À l’origine, la TTBW a été conçue pour voler à des vitesses de Mach 0,70 à 0,75 (soit 835 à 895 km/h) ; Boeing estimait alors que des avions de ligne équipés de ces ailes renforcées pourraient consommer 50% moins de carburant qu’un avion ordinaire. Puis, en 2019, le constructeur a dévoilé une nouvelle version de cette aile, offrant une efficacité aérodynamique sans précédent et capable de voler à Mach 0,8 (955 km/h) — soit la vitesse de nombreux avions de ligne actuels.
Des avions « nouvelle génération » dès la prochaine décennie
Pour cet avion de démonstration, Boeing utilisera des éléments de véhicules existants et les intégrera à des composants entièrement nouveaux. L’aile transsonique à treillis est le fruit de plus d’une décennie de recherches et développements, soutenus par la NASA, Boeing et ses partenaires industriels. Boeing a notamment procédé à des essais approfondis en soufflerie à petite échelle et à une modélisation numérique pour faire progresser la conception de la TTBW. Il est temps de réaliser et de tester un prototype grandeur nature.

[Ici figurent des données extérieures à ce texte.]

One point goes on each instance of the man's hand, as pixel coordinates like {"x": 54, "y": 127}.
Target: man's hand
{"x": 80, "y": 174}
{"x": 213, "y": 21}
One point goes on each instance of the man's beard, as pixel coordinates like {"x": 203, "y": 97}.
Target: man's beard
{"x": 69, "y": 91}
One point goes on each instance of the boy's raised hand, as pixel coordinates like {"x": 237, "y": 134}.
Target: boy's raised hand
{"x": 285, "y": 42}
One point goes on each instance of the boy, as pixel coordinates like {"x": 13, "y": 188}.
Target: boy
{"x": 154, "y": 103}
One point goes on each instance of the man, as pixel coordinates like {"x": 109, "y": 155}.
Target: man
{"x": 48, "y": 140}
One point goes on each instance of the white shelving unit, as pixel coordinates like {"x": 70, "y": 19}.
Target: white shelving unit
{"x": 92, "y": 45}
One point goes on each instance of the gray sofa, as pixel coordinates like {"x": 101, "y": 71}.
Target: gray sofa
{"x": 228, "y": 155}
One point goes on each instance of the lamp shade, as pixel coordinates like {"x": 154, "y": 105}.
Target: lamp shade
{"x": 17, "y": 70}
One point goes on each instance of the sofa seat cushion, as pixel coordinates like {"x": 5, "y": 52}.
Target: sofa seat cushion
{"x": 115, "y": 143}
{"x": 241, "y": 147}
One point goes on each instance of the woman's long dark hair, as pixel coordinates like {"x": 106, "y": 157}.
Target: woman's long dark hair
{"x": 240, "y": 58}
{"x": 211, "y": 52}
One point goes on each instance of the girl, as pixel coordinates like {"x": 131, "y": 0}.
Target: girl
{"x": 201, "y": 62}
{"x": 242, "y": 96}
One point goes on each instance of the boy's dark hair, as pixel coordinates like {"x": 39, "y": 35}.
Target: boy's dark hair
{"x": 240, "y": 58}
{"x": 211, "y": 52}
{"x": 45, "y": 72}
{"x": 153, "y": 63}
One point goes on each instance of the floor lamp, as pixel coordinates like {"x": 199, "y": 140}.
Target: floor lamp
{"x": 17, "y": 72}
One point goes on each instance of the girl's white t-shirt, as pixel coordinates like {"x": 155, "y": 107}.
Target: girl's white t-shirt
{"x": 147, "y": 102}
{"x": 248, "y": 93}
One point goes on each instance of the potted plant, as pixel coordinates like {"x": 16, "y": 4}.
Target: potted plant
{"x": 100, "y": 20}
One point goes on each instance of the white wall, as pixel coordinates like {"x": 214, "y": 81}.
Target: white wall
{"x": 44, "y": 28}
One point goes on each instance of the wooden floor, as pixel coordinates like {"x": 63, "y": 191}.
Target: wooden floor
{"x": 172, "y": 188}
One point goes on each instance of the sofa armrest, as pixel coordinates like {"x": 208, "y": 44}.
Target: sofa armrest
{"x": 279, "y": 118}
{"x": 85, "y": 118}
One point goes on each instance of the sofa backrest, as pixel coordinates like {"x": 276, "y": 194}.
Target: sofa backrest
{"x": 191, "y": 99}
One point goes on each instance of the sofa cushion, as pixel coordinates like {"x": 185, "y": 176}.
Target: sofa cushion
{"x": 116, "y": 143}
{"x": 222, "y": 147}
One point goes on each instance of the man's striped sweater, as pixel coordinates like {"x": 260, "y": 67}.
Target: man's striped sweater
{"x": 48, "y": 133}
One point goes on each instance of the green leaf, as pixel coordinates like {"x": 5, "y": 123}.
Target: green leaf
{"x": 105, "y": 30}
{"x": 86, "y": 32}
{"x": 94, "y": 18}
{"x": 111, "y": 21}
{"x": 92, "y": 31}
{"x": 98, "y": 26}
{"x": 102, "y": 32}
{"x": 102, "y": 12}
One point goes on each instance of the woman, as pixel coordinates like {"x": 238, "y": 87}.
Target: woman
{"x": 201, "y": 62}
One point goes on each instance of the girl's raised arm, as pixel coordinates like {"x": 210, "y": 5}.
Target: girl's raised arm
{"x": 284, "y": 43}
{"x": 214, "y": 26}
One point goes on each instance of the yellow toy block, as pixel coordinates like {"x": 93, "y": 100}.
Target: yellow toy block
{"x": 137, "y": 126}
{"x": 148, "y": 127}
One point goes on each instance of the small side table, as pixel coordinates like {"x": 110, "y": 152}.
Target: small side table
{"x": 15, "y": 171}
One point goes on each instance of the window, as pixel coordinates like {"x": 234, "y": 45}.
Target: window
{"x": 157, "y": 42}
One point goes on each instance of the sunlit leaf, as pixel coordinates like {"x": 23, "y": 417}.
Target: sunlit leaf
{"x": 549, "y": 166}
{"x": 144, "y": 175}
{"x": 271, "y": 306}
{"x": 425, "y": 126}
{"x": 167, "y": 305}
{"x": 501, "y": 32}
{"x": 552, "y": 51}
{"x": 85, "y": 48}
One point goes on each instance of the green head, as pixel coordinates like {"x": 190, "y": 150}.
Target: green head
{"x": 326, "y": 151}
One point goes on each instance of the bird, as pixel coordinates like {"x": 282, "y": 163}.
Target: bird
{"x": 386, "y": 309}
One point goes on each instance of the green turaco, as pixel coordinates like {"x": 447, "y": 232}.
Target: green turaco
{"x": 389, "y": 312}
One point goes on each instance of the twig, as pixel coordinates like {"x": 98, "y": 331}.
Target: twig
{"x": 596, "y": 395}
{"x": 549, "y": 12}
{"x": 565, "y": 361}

Sur sept ans, la NASA investira 425 millions de dollars dans le développement de cet avion de démonstration, tandis que Boeing et ses partenaires industriels injecteront environ 725 millions de dollars. Le constructeur a déjà consacré près de 110 millions à ses recherches préliminaires sur l’aviation durable. Dans le cadre de l’accord, l’agence spatiale apportera également son expertise technique et ses installations.
« Notre objectif est que le partenariat de la NASA avec Boeing pour produire et tester un démonstrateur à grande échelle contribue à créer de futurs avions de ligne commerciaux plus économes en carburant, avec des avantages pour l’environnement, l’industrie de l’aviation commerciale et les passagers du monde entier », a déclaré l’administrateur de la NASA, Bill Nelson, ajoutant que si les tests se déroulent bien, la prochaine génération d’avions monocouloirs pourrait entrer en service au cours de la prochaine décennie.
Avant cela, quelques défis technologiques restent à résoudre. La taille des ailes, pour commencer, pourrait poser quelques difficultés vis-à-vis des dimensions des terminaux et hangars d’aéroports actuels. En 2019, Boeing avait toutefois évoqué des ailes « repliables » d’environ 52 mètres. En outre, les ailes sont si minces que les réservoirs de carburant devront peut-être être finalement réintégrés dans le fuselage (même si le constructeur affirme pour le moment que les ailes montées en hauteur libèrent la place nécessaire aux systèmes de propulsion) — ce qui entraînerait moins de place pour les passagers.